A Reclaim the City supporter, Nkosikhona Swartbooi, said he was occupying the Helen Bowden site as a Khayelitsha resident. “I have to travel more than two hours to get to town to work. This is a very important thing to do because there has been no development in Cape Town that will benefit the working class people. In my opinion, the renovation of this site wouldn’t be too expensive. There are beds and built-in cupboards. To have affordable housing here can help many families. We are saying that enough is enough.”

Their list of demands include regulating the private sector and protecting tenants and evictees; dismantling Wolwerivier, Blikkiesdorp and similar temporary relocation areas; expropriating private land and buildings for housing; affordable housing for the elderly, homeless and immigrant families and to have meaningful engagement with communities.

Head researcher at Ndifuna Ukwazi, Hopolang Selebalo, said they wanted clarity on the promises of affordable housing at the nurses’ home and old hospital. “We’ve laid down clear demands about what that means. We don’t know what the affordable housing will look like, how many units it is, and what the concept of affordable is to the province. Struggles for affordable housing in the inner-city expand beyond Reclaim the City. There are many communities struggling.

“The Western Cape Government has been foul when it comes to poor and working class people. There is a continuous trend of removing people from well-located sites.”

She added that the occupation of the two sites was symbolic of many issues which had been playing out in Cape Town. “The occupiers of these sites are poor and working class people and they have experience or worked with people who are experiencing the housing issue.”

On the Tafelberg matter, Ms Selebalo said that Ndifuna Ukwazi still planned to launch an application against the sale. “The decision to sell the site was unlawful. They declared it surplus to requirements even though Human Settlements had requested use of the site.”

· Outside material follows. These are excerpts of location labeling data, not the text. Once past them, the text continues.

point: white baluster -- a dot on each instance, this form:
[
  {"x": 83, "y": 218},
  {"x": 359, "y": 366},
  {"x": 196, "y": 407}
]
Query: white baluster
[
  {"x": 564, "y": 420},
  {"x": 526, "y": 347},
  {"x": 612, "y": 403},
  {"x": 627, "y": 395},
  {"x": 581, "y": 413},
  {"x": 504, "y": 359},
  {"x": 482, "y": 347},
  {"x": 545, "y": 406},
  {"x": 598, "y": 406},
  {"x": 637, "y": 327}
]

The provincial cabinet said they decided to go ahead with the sale of the Tafelberg site, having received presentations from various departments and the full set of public comments.

In a statement issued by Michael Mpofu on behalf of provincial government, he said: “Cabinet accepted that it cannot achieve all its strategic objectives on every single site. On the basis of what was presented to cabinet, including the current pipeline for affordable housing in the metro, the two aforementioned decisions, legal advice from senior counsel, affordability risks, fiscal constraints in the current economic climate, cabinet resolved that the Tafelberg site is not ideally suited to affordable housing, especially as the state subsidy cannot be utilised there under current national policy.”

Mr Mpofu added: “Sea Point, where the Tafelberg property is located, also falls outside of a restructuring zone. This is as per the advice of legal counsel to Cabinet, which was requested following this risk being pointed out during the course of public participation on the Tafelberg site.”

ZaraNicholson, spokeswoman for Mayor Patricia de Lille, confirmed the mayor had met with a representative of Ndifuna Ukwazi last week and they discussed the City’s plans for affordable housing and Transit Orientated Development (TOD) projects which would bring affordable housing opportunities closer to public transport and economic developments. On the Tafelberg matter, Ms Nicholson, said: “The City respects the right of the sphere of government (province) to make decisions and the public are within their democratic right to challenge the decision. We welcome the decisions in support of more affordable housing in the city.”

Last week, vice-chairman of Phyllis Jowell Jewish Day School Lance Katz said they had noted province’s decision to go ahead with the sale of Tafelberg.

On the protests this week, Mr Mpofu maintained that Tafelberg was not suitable for affordable housing. “The Waterfront (Helen Bowden) and Woodstock properties are suitable for affordable housing at scale, based on cross subsidisation and with or without a restructuring grant. Reclaim the City can have their allegation that cabinet’s decision is unlawful tried and tested in a court of law, but it appears that this method of resolution is now not good enough for them.”